I recently caught up with the old documentary Game Over: Kasparov and The Machine, about the famous match where the IBM chess super-computer Deep Blue defeated the world champion Gary Kasparov. I mainly watched this because I enjoyed following the World Championship Candidates Tournament recently, the reporting of which featured copious comparison of the players moves against modern chess engines. The documentary can be watched for free on YouTube here.
This documentary was not nearly as bad as I was led to believe. Its technique, although clumsy at times, was basically sound – use of flash-back footage was fairly good, pacing was fairly good, the set-up was not too bad, the interviews were well-conceived and edited, the music was JFK-like but serviceable, and Kasparov is a pretty fun guy to watch and listen to, as he is kind of a character. The central argument of the documentary is that IBM cheated in game 2. In a complicated mid-game position, Kasparov tried to trick the machine by making a bad move on purpose that offered the machine a pawn to take for free. Deep Blue responded instead with a fairly sophisticated positional move that wound up dooming Kasparov to lose the game. He simply could not believe any machine was capable of making a move like that, and insisted that some hidden, human chess player must have intervened at that moment. The question of why IBM would cheat (one might honestly wonder, after all,) is answered by reference to the PR and revenue windfall reaped by IBM after emerging victorious from the match. Kasparov further claims that Deep Blue played differently at that moment than at any other moment in any other game, and he feels that he went on to lose the match (without the necessity of further human intervention by IBM) because he could not recover psychologically from the “obvious” instance of cheating in that early game. It did not help matters that IBM kept Deep Blue in a separate, hidden room, they refused to release the game logs when Kasparov requested them after game 2 (they did release them later,) and they forever dismantled Deep Blue immediately after the match.

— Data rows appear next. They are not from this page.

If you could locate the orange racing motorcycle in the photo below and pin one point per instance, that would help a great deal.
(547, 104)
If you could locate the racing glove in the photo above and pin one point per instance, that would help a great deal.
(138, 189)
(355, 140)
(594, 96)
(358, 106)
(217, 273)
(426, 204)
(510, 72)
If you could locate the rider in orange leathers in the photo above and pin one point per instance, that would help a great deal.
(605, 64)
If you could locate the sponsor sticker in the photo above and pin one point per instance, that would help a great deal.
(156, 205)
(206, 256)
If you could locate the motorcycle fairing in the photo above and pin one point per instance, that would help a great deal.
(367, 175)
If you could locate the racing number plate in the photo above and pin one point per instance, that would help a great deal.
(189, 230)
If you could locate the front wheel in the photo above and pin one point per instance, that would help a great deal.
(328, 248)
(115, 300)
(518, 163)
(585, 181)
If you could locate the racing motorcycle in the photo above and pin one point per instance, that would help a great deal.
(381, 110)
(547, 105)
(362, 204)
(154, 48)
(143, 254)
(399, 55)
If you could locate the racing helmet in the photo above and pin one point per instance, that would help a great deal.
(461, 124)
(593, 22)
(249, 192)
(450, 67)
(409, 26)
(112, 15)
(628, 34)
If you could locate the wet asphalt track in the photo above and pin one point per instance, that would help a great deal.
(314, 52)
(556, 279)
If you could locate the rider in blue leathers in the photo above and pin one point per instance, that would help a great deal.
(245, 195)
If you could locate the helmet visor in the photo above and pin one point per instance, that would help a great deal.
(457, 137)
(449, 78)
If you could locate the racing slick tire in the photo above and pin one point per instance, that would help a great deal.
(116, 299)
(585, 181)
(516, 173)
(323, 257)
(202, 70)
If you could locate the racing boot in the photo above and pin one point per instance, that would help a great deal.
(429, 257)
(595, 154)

Of course now this all seems pretty silly, with modern PC-based engines like Rybka and Houdini playing so far above the top grand-masters it’s mind-boggling, and which when tasked with reviewing Deep Blue’s actual moves against Kasparov show how comparatively weak Deep Blue would be now as a player. Clearly Kasparov was wrong – computers are capable of making moves like that. The only question is were they then? But there has to be a first time for everything – maybe that was simply the first time a chess engine was powerful enough to prioritize long-term considerations over falling for a simple, obvious trap like Kasparov’s.
Facility at the game of chess has always been more or less equated with superior “intelligence.” My feeling about Kasparov’s defeat is that it showed what a limited, perhaps even neurotic, intellectual endeavor chess actually is. It’s a very dreary, machine-like kind of skill, one in which machines have now totally eclipsed us. The recent Candidates Tournament made this abundantly clear. There was something strangely post-modern and science-fiction-like about the constant comparison of the moves of these ultra elite chess players to a PC program that would have absolutely wiped the floor with any of these guys, and which discovered moves and strategies so profound no human would ever see them in a million years. All the drama and interest from that tournament came from human frailty, capriciousness, and happenstance. Almost all serious errors leading to interesting outcomes (that is, losses) occurred while people were rushing as a result of completely arbitrary time rules. That guy “Chucky” was clearly unstable, so from one game to the next you never knew if he was going to play brilliantly or self-destruct, and in the end his emotional issues had a staggering effect on the tournament’s outcome! The tournament even brought out how much we all miss the Cold War, only to disappoint us when in the end the Russians clearly weren’t conspiring against the Westerner Carlsen (or at least not all of them were!)
Before Deep Blue, we could pretend that chess masters were doing something really deep and significant in their play, something machines could never do, much the way machines could never paint the Sistine Chapel or compose a Beethoven string quartet. I think IBM did a real service to society in dispelling this notion, and in the end I felt kind of bad for the IBM tech nerds who invented Deep Blue, that they never really got to enjoy their technical achievement because of Kasparov’s very public and paranoid accusations and denunciations. I guess rich IBM stock holders got to enjoy their achievement, however!